Kurt Masur: mais de 40 anos no primeiro escalão da música

. artigo publicado em 12.09.2008

. . fonte : Deutsche Welle

 

Regente de 81 anos ostenta honra rara para um músico: já por duas vezes foi cogitado para presidente. Decidido, político, brilhante, seu elixir de vida está na música. “Se eu parar amanhã, vocês vão ler meu necrológio”.

Kurt Masur

Kurt Masur

Quem vivencia Kurt Masur regendo um concerto, por exemplo, uma sinfonia de Beethoven, não consegue crer que ele já tenha 81 anos de idade. Concentrado, em constante contato visual com os músicos, seus movimentos comunicam alta tensão, elã e entusiasmo absoluto pela música.

Ao lado do violinista Ruggiero Ricci (e) em 1971, na Komische Oper de Berlim

Ao lado do violinista Ruggiero Ricci (e) em 1971, na Komische Oper de Berlim

Há mais de 40 anos, o maestro alemão está entre os mais importantes chefes de orquestra do mundo. Ele nasceu em 18 de julho de 1927 em Brieg, na Baixa Silésia (hoje Brzeg, Polônia) e estudou piano, composição e regência em Leipzig. Interrompendo os estudos prematuramente, partiu para ganhar experiência em diversos teatros da antiga República Democrática Alemã (RDA).

Masur trabalhou em Halle, Erfurt, Schwerin, assim como na Komische Oper, de Berlim Oriental, nas funções de co-repetidor e regente. Em 1967, assumiu a direção da Filarmônica de Dresden, três anos mais tarde retornou a Leipzig. Como titular da Orquestra Gewandhaus celebrou a partir de 1970 êxitos internacionais, logo se tornando o mais aclamado maestro da Alemanha Oriental.

Cogitado para presidente

Com a 'Nona' de Beethoven Masur encerrou em 1996 26 anos à frente da Gewandhaus

Com a 'Nona' de Beethoven Masur encerrou em 1996 26 anos à frente da Gewandhaus

Até 1997, Kurt Masur deu mais de 900 concertos com a orquestra de Leipzig. O que não o impediu de engajar-se politicamente por seu país. No final de 1989, por ocasião dos “Protestos de Segunda-Feira” contra o regime comunista em Leipzig, e ladeado por outras personalidades locais de destaque, o músico assim se dirigiu ao poder estatal:

“Nossa preocupação e responsabilidade comuns nos trouxeram até aqui, hoje. Somos afetados pelas ocorrências em nossa cidade e procuramos uma solução. Apelamos urgentemente à sua sensatez, para que o diálogo pacífico seja possível.”

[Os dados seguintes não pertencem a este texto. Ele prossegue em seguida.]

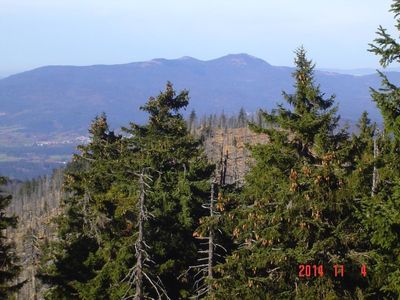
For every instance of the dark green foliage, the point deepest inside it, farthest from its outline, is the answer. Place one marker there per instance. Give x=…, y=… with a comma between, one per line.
x=95, y=256
x=84, y=224
x=296, y=207
x=382, y=210
x=9, y=269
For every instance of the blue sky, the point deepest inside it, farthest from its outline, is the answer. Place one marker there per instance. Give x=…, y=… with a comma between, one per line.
x=83, y=32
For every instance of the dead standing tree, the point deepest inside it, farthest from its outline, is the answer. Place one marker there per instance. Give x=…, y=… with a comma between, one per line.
x=137, y=275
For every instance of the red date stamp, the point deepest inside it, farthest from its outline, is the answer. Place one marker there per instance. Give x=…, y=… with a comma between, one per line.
x=308, y=271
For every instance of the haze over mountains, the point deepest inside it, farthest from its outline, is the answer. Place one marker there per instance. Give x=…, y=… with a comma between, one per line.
x=59, y=99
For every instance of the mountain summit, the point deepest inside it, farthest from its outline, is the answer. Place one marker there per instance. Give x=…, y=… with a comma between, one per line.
x=55, y=99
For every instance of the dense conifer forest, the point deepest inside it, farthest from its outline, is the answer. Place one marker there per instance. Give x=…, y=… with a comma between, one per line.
x=283, y=204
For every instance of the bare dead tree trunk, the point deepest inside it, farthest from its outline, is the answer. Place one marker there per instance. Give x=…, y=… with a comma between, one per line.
x=139, y=242
x=224, y=167
x=211, y=242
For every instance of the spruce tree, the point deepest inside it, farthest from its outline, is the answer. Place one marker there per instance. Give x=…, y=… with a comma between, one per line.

Sua corajosa atuação num momento decisivo da história alemã o envolveu numa aura de “salvador de Leipzig”. Numa distinção raramente concedida a um músico, Masur foi cogitado para o cargo de presidente da RDA, de que, contudo, declinou. Em 1993, seu nome foi igualmente cogitado para chefe de Estado da Alemanha unificada.

Concertos para corações solitários

À frente da Orquestra Filarmônica de Nova York, em 2001, em Braunschweig

À frente da Orquestra Filarmônica de Nova York, em 2001, em Braunschweig

Em 1991, ele assumiu a direção da Orquestra Filarmônica de Nova York, que manteve até 2002. Neste período, desenvolveu uma estrutura de programa especial extremamente bem recebida, não apenas pelos nova-iorquinos como em todo o país. Ele descobriu a receita secreta durante um passeio solitário pela Big Apple.

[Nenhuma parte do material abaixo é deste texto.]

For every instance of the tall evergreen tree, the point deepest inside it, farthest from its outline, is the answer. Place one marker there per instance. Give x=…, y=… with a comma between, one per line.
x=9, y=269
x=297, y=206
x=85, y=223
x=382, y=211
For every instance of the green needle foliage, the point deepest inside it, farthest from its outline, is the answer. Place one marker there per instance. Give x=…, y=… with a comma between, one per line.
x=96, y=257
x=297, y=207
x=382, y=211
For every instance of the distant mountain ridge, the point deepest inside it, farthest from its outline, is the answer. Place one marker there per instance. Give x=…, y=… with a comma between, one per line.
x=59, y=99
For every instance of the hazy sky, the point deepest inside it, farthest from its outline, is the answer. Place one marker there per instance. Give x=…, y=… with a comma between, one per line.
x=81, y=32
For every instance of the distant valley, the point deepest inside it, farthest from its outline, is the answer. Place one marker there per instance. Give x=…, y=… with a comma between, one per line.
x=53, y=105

“E aí descobri que, na verdade, Nova York está cheia dessas pessoas solitárias e decidi estruturar meus programas de tal modo que cada um que vá ao concerto tenha algum motivo para dizer: me senti em casa”, revelou o maestro.

O amor no Brasil

São poucos os lugares do mundo aonde Masur não haja levado sua música. Porém, os laços afetivos com o Brasil são especiais: foi lá que conheceu, em 1974, sua terceira esposa, a soprano japonesa Tomoko Sakurai, na época violista da Orquestra Sinfônica Brasileira. O atual diretor artístico da OSB, Roberto Minczuk, foi pupilo de Masur, e o maestro alemão retorna ao país com relativa freqüência.

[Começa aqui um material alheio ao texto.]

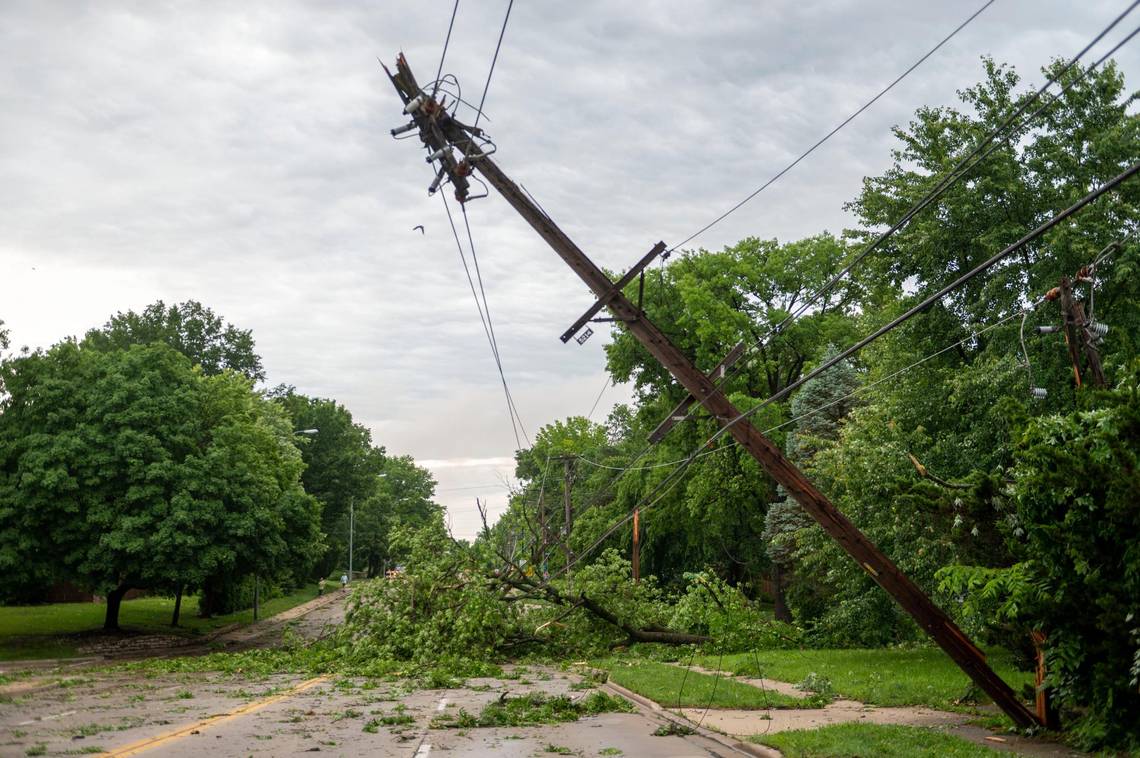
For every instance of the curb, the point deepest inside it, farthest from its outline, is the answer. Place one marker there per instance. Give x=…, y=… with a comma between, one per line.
x=724, y=740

Neste meio tempo, Kurt Masur transferiu seu local de trabalho do Rio Hudson para o Sena, e dirige a Orquestra Nacional da França. De vez em quando, brinca com a idéia de se recolher à vida privada. Porém, no momento, a sua agenda está bastante cheia, o que Masur não acha nada mau.

“Espero poder ir diminuindo o ritmo gradualmente. Se parar amanhã, muito brevemente vocês estarão lendo o meu necrológio, pois a música faz parte de meu elixir de vida. E não se trata do vício do sucesso.”

(kg/av)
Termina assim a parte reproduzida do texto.